## Linear Algebra and Its Applications, Exercise 2.1.7

Exercise 2.1.7. Of the following, which are subspaces of $\mathbf{R}^{\infty}$?

(a) the set of all sequences that include infinitely many zeros, e.g., $(1,0,1,0,\dotsc)$

(b) the set of all sequences of the form $(x_1,x_2,\dotsc)$ where $x_j = 0$ from some point onward

(c) the set of all decreasing sequences, i.e., $x_{j+1} \le x_{j}$ for all $j$

(d) the set of all sequences such that $x_j$ converges to a limit as $j \rightarrow \infty$

(e) the set of all arithmetic progressions for which $x_{j+1} - x_j$ is constant for all $j$

(f) the set of all geometric progressions of the form $(x_1, kx_1, k^2x_1, \dotsc)$ for any choice of $x_1$ and $k$

Answer: (a) This set is not a subspace because it is not closed under addition: If we have $x = (1,0,1,0,\dotsc)$ and $y = (0,1,0,1,\dotsc)$ then both $x$ and $y$ are in the set but their sum $x+y = (1,1,1,1,\dotsc)$ is not.

(b) This set is closed under scalar multiplication: Consider $x = (x_1, x_2, \dotsc)$ and suppose for some $i$ we have $x_k = 0$ for $k \ge i$. We then have $cx = (cx_1, cx_2, \dotsc)$. Since we have $x_k = 0$ for $k \ge i$ we also have $cx_k = 0$ for $k \ge i$. So $c x$ is also a member of the set.

This set is also closed under vector addition.
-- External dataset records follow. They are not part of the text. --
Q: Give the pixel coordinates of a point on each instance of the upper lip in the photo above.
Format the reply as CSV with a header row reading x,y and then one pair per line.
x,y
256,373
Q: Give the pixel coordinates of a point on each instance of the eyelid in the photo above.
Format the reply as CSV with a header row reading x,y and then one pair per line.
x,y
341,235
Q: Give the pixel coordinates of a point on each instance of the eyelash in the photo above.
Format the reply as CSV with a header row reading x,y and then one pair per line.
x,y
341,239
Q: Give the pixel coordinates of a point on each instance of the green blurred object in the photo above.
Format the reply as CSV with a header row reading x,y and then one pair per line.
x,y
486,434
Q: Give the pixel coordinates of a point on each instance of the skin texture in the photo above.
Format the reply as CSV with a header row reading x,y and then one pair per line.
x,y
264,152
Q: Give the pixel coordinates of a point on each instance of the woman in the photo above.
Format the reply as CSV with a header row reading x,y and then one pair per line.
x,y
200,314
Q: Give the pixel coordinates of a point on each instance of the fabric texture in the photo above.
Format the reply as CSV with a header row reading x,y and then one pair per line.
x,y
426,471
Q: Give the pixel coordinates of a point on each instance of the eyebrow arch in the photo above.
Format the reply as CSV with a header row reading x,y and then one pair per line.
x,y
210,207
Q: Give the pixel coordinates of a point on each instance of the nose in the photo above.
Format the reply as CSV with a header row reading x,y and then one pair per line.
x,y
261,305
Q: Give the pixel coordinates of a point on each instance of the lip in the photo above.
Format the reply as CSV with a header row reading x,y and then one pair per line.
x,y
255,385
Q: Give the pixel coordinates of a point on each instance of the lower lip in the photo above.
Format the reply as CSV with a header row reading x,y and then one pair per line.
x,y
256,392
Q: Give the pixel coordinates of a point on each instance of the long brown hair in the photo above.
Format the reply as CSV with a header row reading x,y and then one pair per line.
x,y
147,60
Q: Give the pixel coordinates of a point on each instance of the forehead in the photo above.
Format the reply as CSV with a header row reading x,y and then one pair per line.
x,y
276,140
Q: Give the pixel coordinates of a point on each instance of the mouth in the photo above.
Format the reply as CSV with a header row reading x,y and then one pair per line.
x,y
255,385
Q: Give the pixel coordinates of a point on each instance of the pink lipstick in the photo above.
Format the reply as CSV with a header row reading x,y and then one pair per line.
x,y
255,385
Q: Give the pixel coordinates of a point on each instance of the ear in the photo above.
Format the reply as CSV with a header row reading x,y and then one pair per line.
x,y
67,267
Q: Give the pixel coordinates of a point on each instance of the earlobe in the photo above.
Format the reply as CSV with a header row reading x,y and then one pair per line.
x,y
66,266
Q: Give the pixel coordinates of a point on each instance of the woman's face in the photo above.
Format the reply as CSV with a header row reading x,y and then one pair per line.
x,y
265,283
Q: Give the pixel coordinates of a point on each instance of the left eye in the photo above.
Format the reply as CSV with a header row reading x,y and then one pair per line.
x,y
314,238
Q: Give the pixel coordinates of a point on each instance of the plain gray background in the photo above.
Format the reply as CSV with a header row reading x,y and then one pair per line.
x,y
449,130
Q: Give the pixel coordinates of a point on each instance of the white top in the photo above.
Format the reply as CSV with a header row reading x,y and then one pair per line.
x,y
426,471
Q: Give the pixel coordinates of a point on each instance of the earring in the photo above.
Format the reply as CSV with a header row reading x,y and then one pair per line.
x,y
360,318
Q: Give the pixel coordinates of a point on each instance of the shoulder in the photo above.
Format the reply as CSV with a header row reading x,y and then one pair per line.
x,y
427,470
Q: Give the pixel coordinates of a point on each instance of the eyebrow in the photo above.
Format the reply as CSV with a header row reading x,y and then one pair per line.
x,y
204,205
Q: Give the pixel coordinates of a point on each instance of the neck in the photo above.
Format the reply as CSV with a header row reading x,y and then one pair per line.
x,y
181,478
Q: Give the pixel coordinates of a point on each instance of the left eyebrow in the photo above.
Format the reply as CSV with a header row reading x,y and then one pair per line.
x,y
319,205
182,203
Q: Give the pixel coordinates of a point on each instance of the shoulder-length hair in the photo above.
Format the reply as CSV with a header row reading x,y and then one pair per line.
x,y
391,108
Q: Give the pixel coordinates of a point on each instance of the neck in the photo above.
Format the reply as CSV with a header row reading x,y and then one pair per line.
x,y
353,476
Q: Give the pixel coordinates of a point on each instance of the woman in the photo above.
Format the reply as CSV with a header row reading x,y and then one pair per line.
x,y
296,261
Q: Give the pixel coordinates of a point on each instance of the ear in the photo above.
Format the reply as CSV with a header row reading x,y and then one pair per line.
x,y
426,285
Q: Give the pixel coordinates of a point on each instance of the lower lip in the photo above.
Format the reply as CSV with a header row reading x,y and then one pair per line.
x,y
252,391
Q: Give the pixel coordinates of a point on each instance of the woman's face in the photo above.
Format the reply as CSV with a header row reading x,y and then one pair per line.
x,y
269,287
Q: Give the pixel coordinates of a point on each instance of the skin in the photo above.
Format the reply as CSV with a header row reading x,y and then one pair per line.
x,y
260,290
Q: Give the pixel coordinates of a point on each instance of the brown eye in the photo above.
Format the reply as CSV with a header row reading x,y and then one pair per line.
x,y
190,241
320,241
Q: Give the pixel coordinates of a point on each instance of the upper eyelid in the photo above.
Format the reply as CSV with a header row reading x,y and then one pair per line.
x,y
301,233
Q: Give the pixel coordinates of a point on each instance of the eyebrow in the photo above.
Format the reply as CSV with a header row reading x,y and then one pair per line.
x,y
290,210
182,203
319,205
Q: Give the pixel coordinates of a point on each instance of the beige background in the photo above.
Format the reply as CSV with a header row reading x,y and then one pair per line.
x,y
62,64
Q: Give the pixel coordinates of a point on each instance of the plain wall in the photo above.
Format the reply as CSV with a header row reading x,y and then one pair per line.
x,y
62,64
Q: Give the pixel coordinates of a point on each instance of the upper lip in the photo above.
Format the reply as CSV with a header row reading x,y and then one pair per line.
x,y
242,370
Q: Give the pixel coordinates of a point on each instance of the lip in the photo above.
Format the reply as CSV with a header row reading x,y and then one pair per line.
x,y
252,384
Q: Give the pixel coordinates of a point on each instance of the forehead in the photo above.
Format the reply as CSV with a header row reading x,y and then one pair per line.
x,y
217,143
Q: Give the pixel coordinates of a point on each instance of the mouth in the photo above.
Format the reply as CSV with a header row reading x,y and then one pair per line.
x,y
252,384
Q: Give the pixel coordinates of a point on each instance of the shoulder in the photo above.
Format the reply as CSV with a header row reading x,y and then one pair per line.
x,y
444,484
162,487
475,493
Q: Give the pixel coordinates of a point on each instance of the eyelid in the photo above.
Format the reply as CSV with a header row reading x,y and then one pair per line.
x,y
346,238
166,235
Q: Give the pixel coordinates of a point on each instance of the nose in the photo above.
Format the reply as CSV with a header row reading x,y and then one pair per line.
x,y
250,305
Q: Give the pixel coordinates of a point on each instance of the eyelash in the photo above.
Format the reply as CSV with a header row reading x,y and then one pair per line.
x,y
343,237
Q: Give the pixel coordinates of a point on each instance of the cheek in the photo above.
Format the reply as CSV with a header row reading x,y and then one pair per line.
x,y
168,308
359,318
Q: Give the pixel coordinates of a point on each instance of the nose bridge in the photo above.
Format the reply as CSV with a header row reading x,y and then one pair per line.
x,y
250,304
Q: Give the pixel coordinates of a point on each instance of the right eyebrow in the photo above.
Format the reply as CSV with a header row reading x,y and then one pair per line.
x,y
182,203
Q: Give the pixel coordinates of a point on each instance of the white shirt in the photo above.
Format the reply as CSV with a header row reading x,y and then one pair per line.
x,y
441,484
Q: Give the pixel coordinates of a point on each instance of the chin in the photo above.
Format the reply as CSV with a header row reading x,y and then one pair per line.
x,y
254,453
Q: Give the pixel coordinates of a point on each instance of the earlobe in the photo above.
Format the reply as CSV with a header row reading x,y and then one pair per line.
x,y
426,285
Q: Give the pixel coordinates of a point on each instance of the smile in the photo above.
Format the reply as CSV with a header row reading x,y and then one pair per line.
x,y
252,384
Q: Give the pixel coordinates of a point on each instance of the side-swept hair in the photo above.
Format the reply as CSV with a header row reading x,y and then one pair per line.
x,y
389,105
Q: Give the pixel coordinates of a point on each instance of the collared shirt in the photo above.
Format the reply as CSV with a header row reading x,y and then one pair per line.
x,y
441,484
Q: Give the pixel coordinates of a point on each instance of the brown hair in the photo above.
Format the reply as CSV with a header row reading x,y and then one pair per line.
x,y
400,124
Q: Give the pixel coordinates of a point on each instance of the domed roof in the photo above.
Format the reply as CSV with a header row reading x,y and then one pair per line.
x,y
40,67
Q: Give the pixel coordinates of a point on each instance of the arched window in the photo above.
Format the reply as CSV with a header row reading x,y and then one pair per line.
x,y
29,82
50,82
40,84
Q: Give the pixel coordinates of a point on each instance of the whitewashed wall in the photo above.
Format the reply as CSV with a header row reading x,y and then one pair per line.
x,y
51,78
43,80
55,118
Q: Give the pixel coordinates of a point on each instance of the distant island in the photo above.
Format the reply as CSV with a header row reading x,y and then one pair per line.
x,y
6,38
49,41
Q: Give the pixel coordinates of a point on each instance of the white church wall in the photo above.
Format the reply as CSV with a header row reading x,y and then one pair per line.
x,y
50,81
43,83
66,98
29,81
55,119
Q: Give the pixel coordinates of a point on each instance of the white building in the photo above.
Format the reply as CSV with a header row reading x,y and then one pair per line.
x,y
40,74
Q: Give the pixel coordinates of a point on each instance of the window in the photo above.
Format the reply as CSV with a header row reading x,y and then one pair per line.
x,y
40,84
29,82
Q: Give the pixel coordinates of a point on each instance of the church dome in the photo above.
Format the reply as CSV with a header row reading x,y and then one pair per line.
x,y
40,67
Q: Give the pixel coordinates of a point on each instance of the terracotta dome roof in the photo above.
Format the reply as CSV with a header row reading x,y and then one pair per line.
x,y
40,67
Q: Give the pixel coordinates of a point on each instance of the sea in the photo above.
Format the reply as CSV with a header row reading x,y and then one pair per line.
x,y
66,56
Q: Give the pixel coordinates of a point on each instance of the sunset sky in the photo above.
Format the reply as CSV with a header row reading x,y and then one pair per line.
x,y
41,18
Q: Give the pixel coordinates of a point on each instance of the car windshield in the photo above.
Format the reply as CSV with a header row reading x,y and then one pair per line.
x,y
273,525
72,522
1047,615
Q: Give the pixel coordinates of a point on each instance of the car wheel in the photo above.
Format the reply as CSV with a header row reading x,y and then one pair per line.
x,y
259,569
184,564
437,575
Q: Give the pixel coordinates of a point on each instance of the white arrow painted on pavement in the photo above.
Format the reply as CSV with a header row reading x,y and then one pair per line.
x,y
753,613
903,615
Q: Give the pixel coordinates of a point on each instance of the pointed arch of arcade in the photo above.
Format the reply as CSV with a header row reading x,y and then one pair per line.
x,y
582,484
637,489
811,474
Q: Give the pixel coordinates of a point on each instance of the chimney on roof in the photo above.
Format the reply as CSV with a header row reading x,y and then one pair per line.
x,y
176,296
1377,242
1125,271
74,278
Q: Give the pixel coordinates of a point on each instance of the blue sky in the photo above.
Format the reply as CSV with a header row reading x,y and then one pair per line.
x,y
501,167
Consider $x$ from above and $y$ where $y = (y_1, y_2, \dotsc)$ and for some $j$ we have $y_k = 0$ for $k \ge j$, and consider the sum $x+y = (x_1+y_1, x_2+y_2,\dotsc)$. Choose $l$ so that $l \ge i$ and $l \ge j$. Then $x_k = 0$ for $k \ge l$ and $y_k = 0$ for $k \ge l$ so that $x_k+y_k = 0$ for $k \ge l$. The sum $x+y$ is therefore also a member of the set.

Since the set is closed under both vector addition and scalar multiplication and it is a subset of the vector space of infinite sequences, it is a subspace of that vector space.

(c) This set is not a subspace because it is not closed under scalar multiplication: The sequence $x = (0, -1, -2, \dotsc)$ is a member of the set, but $-x = (0, 1, 2, \dotsc)$ is not.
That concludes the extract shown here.